診断されるまでに時間がかかる可能性があり、特に単極性のうつ病と間違われることが多いです。
治療方針や適用の薬が全く違うため、病状が悪化することも多く見受けられます。
適切な治療が遅れてしまうことで大きな不利益をこうむることがあります。

躁状態においては、取り返しのつかない困った結果につながる行動が見られ、そのことが本人や家族を疲弊させます。
例えば、衝動的に大きな買い物をしてしまう、無分別な性的行為、などがあります。

また、軽度の躁だと、大きな問題もなく、気分よく過ごすことができるため、治療が必要との認識に至らないこともあります。

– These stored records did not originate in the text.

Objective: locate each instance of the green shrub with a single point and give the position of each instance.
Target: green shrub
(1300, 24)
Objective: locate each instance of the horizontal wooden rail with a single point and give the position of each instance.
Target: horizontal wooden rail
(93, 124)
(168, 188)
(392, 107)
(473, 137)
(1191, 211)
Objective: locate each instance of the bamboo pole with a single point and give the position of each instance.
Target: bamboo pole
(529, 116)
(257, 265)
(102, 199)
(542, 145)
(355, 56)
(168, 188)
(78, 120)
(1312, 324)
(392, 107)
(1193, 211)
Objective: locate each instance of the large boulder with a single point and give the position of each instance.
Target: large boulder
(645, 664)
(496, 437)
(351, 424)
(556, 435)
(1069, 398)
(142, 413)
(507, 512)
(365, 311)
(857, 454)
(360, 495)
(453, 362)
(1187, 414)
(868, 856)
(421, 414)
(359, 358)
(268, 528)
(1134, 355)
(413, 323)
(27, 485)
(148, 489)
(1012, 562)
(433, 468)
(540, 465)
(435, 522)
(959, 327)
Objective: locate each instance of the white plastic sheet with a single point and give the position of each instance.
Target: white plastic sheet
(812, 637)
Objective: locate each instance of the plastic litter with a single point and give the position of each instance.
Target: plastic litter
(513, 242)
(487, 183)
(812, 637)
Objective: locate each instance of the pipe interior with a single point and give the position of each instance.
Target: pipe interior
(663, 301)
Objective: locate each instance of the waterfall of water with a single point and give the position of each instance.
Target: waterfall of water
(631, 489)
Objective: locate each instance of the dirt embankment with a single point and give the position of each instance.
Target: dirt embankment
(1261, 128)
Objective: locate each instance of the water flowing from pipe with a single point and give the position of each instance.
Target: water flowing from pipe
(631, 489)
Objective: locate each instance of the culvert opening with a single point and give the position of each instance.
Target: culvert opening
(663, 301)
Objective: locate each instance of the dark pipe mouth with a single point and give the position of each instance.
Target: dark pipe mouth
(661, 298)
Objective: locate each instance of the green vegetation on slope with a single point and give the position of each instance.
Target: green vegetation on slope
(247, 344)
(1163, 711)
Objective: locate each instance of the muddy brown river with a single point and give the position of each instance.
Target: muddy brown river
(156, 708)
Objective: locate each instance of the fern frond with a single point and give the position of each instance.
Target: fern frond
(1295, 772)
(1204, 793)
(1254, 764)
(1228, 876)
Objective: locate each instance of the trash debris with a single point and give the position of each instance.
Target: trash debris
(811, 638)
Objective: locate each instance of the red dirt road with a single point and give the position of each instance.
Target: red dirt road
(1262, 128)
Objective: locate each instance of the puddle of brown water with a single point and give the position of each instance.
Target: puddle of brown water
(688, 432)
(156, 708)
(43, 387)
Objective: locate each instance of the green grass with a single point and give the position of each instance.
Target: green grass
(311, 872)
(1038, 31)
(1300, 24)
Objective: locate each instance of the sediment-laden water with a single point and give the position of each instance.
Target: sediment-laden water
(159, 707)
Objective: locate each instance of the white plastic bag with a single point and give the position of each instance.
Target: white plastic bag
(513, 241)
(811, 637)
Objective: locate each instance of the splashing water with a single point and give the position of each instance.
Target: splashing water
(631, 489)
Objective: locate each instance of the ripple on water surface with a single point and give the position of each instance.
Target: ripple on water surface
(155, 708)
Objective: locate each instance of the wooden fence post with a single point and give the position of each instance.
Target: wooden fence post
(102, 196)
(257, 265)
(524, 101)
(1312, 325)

今なんともなく調子がいいから、治療を受けたくない、服薬したくない、という考えから、通院や服薬の中断や抵抗を強く感じることもあるかもしれません。
しかし躁は反動としてうつの状態を引き起こすため、継続した治療が必要です。

症状が安定し、維持療法に移行した際にも、いつ維持療法を中止してよいのかの明確な指針は出ておりません。維持療法を受けない多くの人が再発しているという研究報告もあり、早すぎる治療中断には慎重になった方がよいでしょう。

双極性障害の治療法

治療は薬物療法が中心で、症状の対応のみだけではなく、良い状態を維持するためにも使われます。また、同時に心理療法を受けると、治療効果がより良くなるという研究結果が報告されています。

心理療法としては、
・心理教育
・認知行動療法
・対人関係・社会リズム療法
・家族焦点化療法
などの効果が確認されています。

日本うつ病学会の治療ガイドラインに、
躁病エピソード、抑うつエピソード、維持療法に分けて、推奨される治療法が記載されています。
リチウム、バルプロ酸、カルバマゼピン、オランザピン、ラモトリギン、アリピプラゾールなどが治療の選択薬としてあげられています。

副作用の有無や効果の大きさなどは個人によって違うため、主治医との密なコミュニケーションの上で、自分にあった最適なお薬とその量を探していくことになります。

同時に心理教育やその他の心理・社会的療法を受けることも症状のコントロールや維持に有効です。

日本カウンセリングオフィスでできること

当カウンセリングオフィスでは、双極性障害の方やその家族のカウンセリングを行っております。

これまでの病状や気分の変化から何がストレスになっているのか、どんなきっかけで症状が出るのかなどを明確にしていきます。

そして、現在飲んでいるお薬が自分にとってあっているかどうかを一緒に検討したり、
気分の波をコントロールするためにできることを共に考え、役立つ知識や情報をお伝えしていきます。

またストレス対処法を自分にあった最適な方法にカスタマイズして習得することをサポートします。

疾患や障害についての理解を深めると同時に、その対処法も一緒に検討していく感じです。

家族の方には、まず自身のストレスへの対処、疾患をもつ家族との関わり方について助言します。

心理教育的な情報提供、認知行動療法、対人関係・社会リズム療法、家族焦点化療法のエッセンスを取り入れたカウンセリングを行っています。